“Steak végétal”, “bacon vegan”… : ces appellations vont être interdites en France

13 comments
  1. les lobbys des produits d’origine animale qui, encore une fois, en essayant de raffermir leur position, prennent les consommateurs pour des cons.

  2. Autant je suis attaché au sens des mots, et appeler “bacon” un morceau de tofu épicé est grotesque, autant je comprends bien qu’il y a un vrai problème pour les industriels qui tentent de donner un nom un peu aguicheur à leurs produits.

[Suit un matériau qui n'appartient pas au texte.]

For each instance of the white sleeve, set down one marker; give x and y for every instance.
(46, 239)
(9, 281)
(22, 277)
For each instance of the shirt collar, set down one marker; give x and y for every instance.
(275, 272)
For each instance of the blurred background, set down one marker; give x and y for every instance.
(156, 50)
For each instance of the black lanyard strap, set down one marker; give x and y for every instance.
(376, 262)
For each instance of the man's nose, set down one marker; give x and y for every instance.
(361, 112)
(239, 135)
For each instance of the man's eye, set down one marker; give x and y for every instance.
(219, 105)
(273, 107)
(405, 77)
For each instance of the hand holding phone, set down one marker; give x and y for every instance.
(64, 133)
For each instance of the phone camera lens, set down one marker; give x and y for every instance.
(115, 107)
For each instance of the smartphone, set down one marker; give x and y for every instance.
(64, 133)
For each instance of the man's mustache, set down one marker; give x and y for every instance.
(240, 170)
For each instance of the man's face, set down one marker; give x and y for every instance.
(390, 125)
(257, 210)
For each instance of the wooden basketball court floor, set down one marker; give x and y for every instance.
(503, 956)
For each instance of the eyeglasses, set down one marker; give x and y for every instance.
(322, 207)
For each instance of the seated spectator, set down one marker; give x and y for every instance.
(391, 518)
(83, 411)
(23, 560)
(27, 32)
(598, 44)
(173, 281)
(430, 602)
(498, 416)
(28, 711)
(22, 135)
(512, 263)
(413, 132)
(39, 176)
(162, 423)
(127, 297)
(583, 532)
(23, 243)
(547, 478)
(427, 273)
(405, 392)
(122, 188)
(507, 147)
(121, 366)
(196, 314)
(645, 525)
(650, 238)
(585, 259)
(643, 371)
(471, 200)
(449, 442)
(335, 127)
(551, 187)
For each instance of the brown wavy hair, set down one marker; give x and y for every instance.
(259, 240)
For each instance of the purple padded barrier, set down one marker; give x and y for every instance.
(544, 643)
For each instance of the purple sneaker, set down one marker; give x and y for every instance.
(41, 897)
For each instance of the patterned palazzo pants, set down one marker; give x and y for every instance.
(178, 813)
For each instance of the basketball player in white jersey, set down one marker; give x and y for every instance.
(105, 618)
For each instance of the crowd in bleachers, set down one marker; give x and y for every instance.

    “Substitut végétal de bacon” est certainement moins vendeur. Cependant, d’où viendrait le différentiel de vente?

    * De gens cherchant ce type de produit mais faisant une fixette sur le nom? Cela tiendrait de la dissonance cognitive.

    * De gens croyant acheter du bacon et se trompant de produit? Là on serait effectivement dans la tromperie, qui mérite un tel décret.

    * Autre?

  3. A présent il faut interdire les tomates-cerises, parce que c’est pas des cerises. Et surtout les lapins en chocolat, qui ne sont pas des lapins.

    Tout ça est extrêmement perturbant pour les consommateurs qui ne lisent qu’un mot sur deux.

  4. Vous me ferez le plaisir d’également interdire l’appellation scandaleuse « bière sans alcool ».

    D’avance, merci

  5. C’est quand même marrant, la levée de bouclier ici, au sujet de cette décision.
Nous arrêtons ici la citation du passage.